Message-ID: <4AAEF5DC.4070308@cn.fujitsu.com>
Date: Tue, 15 Sep 2009 10:03:08 +0800
From: Xiao Guangrong <xiaoguangrong@cn.fujitsu.com>
User-Agent: Thunderbird 2.0.0.6 (Windows/20070728)
MIME-Version: 1.0
To: Suresh Siddha <suresh.b.siddha@intel.com>
CC: Peter Zijlstra <peterz@infradead.org>,
       "akpm@linux-foundation.org" <akpm@linux-foundation.org>,
       "mm-commits@vger.kernel.org" <mm-commits@vger.kernel.org>,
       "jens.axboe@oracle.com" <jens.axboe@oracle.com>,
       "mingo@elte.hu" <mingo@elte.hu>,
       "nickpiggin@yahoo.com.au" <nickpiggin@yahoo.com.au>,
       "rusty@rustcorp.com.au" <rusty@rustcorp.com.au>,
       LKML <linux-kernel@vger.kernel.org>
Subject: Re: + generic-ipi-fix-the-race-between-generic_smp_call_function_-and-hotplug_cfd.patch
 added to -mm tree
References: <200907310030.n6V0Uqgw001644@imap1.linux-foundation.org>	 <1252616988.7205.102.camel@laptop>  <4AAA0001.2060703@cn.fujitsu.com>	 <1252696132.3756.21.camel@sbs-t61.sc.intel.com>	 <4AADEF2F.5080504@cn.fujitsu.com> <1252973802.2899.88.camel@sbs-t61.sc.intel.com>
In-Reply-To: <1252973802.2899.88.camel@sbs-t61.sc.intel.com>
Content-Type: text/plain; charset=UTF-8
Content-Transfer-Encoding: 7bit
Sender: linux-kernel-owner@vger.kernel.org
Content-Length: 5717
Lines: 154


Suresh Siddha wrote:
> On Mon, 2009-09-14 at 00:22 -0700, Xiao Guangrong wrote:
>> Suresh Siddha wrote:
>>
>>>> CPU A call smp_call_function_many(wait=0) that want CPU B to call
>>>> a specific function, after smp_call_function_many() return, we let
>>>> CPU A offline immediately.
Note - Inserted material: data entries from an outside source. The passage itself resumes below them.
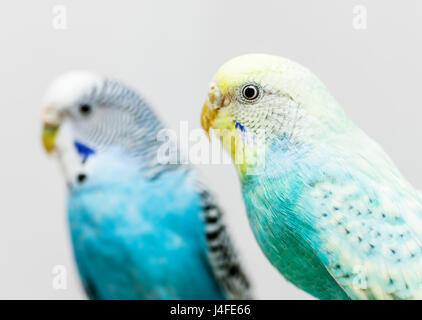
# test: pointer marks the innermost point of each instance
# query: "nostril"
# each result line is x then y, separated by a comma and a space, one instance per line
81, 177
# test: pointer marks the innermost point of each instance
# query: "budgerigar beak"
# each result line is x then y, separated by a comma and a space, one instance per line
51, 119
207, 117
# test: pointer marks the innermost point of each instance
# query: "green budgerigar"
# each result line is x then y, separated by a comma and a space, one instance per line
326, 204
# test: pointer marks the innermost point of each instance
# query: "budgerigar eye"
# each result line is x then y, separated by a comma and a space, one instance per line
85, 109
250, 92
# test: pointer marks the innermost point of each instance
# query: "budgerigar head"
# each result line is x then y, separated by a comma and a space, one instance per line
269, 96
86, 115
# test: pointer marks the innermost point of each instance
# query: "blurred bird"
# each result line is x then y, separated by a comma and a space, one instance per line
140, 229
327, 206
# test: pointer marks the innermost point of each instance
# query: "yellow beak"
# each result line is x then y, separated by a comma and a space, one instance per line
51, 123
207, 118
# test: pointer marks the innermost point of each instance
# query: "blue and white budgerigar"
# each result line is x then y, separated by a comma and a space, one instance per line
140, 229
327, 206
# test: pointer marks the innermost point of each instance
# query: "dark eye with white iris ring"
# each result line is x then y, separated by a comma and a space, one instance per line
85, 109
250, 92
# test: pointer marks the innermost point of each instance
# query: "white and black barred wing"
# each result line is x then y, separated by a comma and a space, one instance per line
221, 252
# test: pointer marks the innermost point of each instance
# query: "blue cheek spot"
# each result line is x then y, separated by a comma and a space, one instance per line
84, 151
237, 124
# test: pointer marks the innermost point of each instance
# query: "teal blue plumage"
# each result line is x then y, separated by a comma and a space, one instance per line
137, 238
141, 227
327, 206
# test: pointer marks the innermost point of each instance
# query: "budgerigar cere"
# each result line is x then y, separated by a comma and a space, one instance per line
140, 229
326, 204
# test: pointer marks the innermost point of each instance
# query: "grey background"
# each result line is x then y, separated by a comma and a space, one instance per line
169, 50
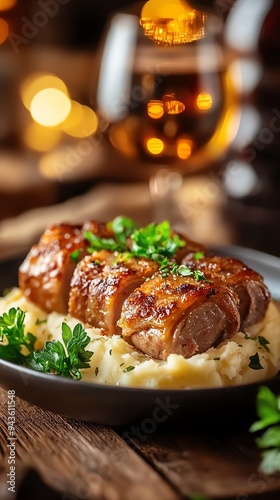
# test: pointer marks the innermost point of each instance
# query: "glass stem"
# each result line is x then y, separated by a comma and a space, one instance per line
165, 187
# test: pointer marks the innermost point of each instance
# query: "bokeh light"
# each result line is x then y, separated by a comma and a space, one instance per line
184, 149
155, 109
173, 106
37, 82
7, 4
155, 146
204, 101
50, 107
4, 30
81, 121
41, 139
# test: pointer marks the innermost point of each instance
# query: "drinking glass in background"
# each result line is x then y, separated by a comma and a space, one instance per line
170, 109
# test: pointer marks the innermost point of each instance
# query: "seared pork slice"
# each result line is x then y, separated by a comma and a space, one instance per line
100, 285
247, 284
45, 274
98, 228
179, 315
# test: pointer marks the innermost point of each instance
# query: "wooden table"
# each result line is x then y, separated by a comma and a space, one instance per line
58, 458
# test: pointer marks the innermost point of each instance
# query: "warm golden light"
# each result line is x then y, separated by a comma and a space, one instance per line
172, 106
172, 22
204, 101
40, 138
7, 4
81, 121
4, 30
50, 107
155, 146
155, 109
37, 82
184, 148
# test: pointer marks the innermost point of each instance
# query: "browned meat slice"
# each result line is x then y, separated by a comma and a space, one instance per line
179, 315
100, 285
248, 285
45, 274
98, 228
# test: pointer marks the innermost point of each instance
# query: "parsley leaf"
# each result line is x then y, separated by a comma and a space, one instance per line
255, 363
268, 409
128, 369
65, 359
198, 255
264, 343
155, 242
97, 243
75, 255
13, 336
121, 228
181, 270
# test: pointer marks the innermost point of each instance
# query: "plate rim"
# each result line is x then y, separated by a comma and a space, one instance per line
260, 257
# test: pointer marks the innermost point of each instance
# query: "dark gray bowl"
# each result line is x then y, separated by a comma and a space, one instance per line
119, 405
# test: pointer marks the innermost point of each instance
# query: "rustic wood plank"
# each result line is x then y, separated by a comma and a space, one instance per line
210, 466
83, 460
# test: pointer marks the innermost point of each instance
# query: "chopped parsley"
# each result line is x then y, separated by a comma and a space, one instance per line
75, 256
198, 255
155, 242
64, 358
255, 363
264, 343
268, 410
180, 270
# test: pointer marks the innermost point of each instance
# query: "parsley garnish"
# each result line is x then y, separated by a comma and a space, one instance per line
181, 270
64, 358
128, 369
12, 332
255, 362
268, 409
40, 321
198, 255
264, 343
155, 242
121, 228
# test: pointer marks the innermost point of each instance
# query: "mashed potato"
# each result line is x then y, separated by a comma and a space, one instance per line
115, 362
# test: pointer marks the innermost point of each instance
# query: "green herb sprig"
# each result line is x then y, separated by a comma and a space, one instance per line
64, 358
121, 228
180, 270
268, 410
13, 336
154, 242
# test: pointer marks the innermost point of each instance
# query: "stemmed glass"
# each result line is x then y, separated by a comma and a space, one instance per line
171, 109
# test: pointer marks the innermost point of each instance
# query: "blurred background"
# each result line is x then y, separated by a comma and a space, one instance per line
61, 159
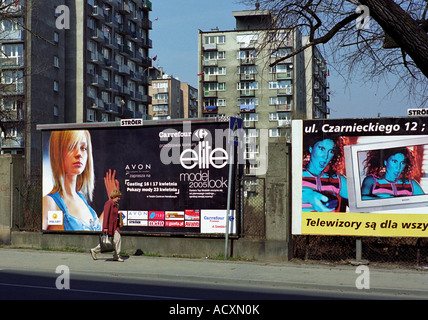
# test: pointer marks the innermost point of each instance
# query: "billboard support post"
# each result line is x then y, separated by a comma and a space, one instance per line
235, 131
229, 195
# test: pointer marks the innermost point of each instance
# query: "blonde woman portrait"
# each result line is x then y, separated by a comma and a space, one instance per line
71, 161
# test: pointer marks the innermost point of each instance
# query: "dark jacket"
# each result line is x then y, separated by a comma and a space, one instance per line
111, 211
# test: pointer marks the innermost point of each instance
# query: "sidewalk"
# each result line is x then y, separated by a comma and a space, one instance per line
397, 282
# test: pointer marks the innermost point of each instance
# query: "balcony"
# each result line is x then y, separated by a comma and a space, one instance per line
288, 90
247, 108
11, 62
96, 104
11, 142
126, 50
284, 123
247, 76
12, 89
284, 107
210, 46
210, 62
147, 4
124, 70
112, 108
136, 76
284, 75
247, 93
124, 8
247, 61
146, 24
146, 62
97, 12
112, 86
210, 93
111, 43
124, 29
113, 3
97, 35
210, 110
97, 81
97, 57
111, 64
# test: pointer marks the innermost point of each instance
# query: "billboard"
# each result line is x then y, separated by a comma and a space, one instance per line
360, 177
173, 177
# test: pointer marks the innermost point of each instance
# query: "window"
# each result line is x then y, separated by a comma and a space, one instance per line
215, 39
278, 100
274, 116
248, 85
161, 96
11, 54
248, 101
247, 70
274, 133
245, 54
249, 117
56, 62
283, 84
215, 71
221, 102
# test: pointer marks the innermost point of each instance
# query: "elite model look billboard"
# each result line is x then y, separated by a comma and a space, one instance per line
173, 178
361, 177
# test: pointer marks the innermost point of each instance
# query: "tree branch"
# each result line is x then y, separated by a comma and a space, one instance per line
324, 39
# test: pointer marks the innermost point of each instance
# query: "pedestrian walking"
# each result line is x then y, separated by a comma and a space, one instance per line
111, 225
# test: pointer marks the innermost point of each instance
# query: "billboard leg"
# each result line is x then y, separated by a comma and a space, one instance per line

Unfortunately, if CPU B receives this
>>>> IPI interrupt after CPU A down, it will crash like above description.
>>> How can cpu B receive the IPI interrupt after cpu A is down?
>>>
>>> As part of the cpu A going down, we first do the stop machine. i.e.,
>>> schedule the stop machine worker threads on each cpu. So, by the time
>>> all the worker threads on all the cpu's get scheduled and synchronized,
>>> ipi on B should get delivered.
>>>
>> Actually, those two examples have the same reason, that is how long
>> the destination CPU will receive the IPI interruption?
>>
>> If the stop machine threads can schedule in CPU B during the IPI
>> interruption delivering, It will occur those issue.
>>
>> I understand what you say but let me confuse is how we ensure it? The IPI
>> interruption is delivered over the APIC bus, It need several CPU instruction
>> cycle I guess, I also have read the spec of Intel 64 and IA-32, but not find
>> the answer, could you point out for me?
> 
> Xiao, There is quite a bit of time between the time a particular cpu
> sends a smp call function IPI (with wait == 0) and the time that cpu
> starts running the stop machine thread and the whole system proceeds
> with stop machine. With in this time, typically the smp call function
> destination will receive the ipi interrupt. But theoretically the
> problem you explain might happen.
> 

Yeah, though this case is very infrequent, but we can't avoid it.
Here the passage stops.